Jake looked back at Bond. Now that she had got over her shock she noticed him more clearly and thought he looked pale and sad and rather frightened. "Snakes in the head!" she whispered. "The sun stepped back in the sky! Are you being followed?"

"I'm afraid so," said Bond. Lewis looked at him too but said nothing. For a brief instant a smile flashed across his face—a smile that was not altogether his own.

Twelve - The Vanishing of Bond

They rode on, following sheep tracks in a leisurely manner, up over gradual slopes of tussocky grass interspersed with the odd broom bush. As they moved, the slopes seemed to revolve around them very slowly, opening and closing like the pages of fold-out books, every now and then revealing long valleys of bush or—through long clefts, scars or erosion—bright turquoise triangular views of the sea. The group was able to spread out. Dora and Philippa trotted away once more, pleased to have the slow descent over and done with. Jake hung back and felt the pressure of David's curious stare. Bond gave her a gentle smile then rode on ahead with Lewis trailing along behind.

Jake looked after them, contemplating something which had been happening since yesterday but which she had only just recognized. She was no longer alone. She was part of a group which had Bond as its focus. The family, which had seemed at first to consist of David, Philippa and her children, with Jake clumsily attached like the tail pinned to a party donkey, had shifted and divided into those who knew about Bond and those who didn't.
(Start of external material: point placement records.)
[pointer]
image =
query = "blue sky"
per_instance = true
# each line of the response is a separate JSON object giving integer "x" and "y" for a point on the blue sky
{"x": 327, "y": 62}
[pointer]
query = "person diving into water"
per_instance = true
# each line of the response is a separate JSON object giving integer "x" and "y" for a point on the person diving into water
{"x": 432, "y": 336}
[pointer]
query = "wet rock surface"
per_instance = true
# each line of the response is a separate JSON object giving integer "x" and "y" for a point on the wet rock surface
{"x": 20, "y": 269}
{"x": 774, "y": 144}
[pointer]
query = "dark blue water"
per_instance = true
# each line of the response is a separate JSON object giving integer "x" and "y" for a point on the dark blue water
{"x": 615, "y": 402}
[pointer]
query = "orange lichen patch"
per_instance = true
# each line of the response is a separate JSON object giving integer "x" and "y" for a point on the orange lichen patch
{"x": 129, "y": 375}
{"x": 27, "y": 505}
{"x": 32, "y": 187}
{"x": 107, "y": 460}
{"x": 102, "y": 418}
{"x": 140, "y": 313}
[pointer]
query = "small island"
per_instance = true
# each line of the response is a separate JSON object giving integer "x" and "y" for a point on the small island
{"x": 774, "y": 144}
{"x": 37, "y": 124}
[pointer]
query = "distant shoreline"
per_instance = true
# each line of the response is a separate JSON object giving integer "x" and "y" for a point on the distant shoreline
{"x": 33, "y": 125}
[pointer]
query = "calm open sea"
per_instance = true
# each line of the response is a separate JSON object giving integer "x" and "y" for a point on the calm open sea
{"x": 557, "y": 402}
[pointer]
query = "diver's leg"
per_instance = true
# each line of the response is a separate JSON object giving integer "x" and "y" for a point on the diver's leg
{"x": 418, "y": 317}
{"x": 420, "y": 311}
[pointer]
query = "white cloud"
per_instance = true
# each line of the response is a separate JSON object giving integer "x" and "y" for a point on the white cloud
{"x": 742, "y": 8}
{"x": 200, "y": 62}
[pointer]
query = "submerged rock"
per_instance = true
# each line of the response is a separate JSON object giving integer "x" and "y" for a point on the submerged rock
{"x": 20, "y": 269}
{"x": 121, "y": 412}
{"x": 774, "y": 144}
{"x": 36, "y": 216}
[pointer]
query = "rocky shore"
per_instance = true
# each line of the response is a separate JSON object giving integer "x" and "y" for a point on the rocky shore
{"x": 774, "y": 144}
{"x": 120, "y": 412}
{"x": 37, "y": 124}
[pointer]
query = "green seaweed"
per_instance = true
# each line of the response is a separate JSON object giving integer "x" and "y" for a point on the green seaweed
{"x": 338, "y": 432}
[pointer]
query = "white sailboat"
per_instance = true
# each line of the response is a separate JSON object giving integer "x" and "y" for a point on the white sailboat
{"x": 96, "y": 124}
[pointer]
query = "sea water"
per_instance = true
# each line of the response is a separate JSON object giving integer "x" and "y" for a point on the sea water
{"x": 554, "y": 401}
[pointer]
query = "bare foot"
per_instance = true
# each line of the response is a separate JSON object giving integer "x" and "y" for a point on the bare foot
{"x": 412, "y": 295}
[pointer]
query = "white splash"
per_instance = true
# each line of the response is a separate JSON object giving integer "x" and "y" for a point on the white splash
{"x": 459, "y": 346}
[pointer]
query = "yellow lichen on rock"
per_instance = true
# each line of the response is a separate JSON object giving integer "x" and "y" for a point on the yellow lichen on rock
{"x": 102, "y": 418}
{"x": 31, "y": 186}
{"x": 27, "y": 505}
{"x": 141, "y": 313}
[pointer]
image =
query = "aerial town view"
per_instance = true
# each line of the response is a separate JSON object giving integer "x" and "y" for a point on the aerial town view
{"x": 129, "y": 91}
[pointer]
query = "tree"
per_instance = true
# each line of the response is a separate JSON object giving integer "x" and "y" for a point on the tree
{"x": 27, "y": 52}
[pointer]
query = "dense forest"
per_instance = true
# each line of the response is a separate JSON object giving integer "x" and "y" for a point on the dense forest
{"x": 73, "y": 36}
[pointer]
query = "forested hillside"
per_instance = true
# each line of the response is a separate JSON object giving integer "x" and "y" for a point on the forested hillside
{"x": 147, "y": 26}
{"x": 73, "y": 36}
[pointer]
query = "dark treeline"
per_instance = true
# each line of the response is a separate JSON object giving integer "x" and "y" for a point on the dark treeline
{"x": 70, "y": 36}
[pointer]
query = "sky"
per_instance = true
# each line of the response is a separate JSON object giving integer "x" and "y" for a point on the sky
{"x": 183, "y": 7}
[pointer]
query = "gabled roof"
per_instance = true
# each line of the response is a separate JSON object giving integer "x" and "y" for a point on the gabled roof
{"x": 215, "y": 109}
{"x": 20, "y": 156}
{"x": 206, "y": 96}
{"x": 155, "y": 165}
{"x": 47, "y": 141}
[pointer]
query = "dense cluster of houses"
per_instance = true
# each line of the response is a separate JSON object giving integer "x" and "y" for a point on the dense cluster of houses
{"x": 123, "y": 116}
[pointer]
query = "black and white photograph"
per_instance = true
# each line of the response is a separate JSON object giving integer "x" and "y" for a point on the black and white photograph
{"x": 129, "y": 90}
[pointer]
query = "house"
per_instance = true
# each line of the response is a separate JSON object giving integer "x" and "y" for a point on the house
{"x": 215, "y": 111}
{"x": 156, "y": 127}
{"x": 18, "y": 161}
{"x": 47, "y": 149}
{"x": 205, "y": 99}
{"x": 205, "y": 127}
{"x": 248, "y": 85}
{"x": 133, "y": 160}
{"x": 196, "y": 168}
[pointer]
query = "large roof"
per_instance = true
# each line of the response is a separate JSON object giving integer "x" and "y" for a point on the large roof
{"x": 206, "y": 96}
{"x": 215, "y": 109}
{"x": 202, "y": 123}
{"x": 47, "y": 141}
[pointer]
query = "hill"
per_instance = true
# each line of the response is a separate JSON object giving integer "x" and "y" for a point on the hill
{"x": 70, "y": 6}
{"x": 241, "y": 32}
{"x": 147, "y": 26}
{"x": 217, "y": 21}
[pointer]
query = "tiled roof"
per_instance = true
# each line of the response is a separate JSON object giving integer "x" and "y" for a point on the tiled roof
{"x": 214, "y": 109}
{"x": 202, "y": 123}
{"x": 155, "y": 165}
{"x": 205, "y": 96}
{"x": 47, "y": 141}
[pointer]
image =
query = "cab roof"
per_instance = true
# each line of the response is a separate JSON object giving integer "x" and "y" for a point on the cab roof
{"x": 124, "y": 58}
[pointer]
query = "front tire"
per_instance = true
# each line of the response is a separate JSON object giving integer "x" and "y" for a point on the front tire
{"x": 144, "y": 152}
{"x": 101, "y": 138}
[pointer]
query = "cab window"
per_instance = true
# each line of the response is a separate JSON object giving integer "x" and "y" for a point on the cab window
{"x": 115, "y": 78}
Adults on one side and children on the other. Children might believe, as Jake now believed, that Bond was a boy from outer space who was being pursued by enemies. Adults could not believe such a thing. If they did, the world would be changed too much for them to bear. And if they were forced to believe it they would then become interested, not in Bond himself, but in what he might know. How did he come to be here, and why? She herself was suddenly anxious to know the strange things that Bond must know—she was burning to be told what sort of world he belonged to and what his purpose was in her world.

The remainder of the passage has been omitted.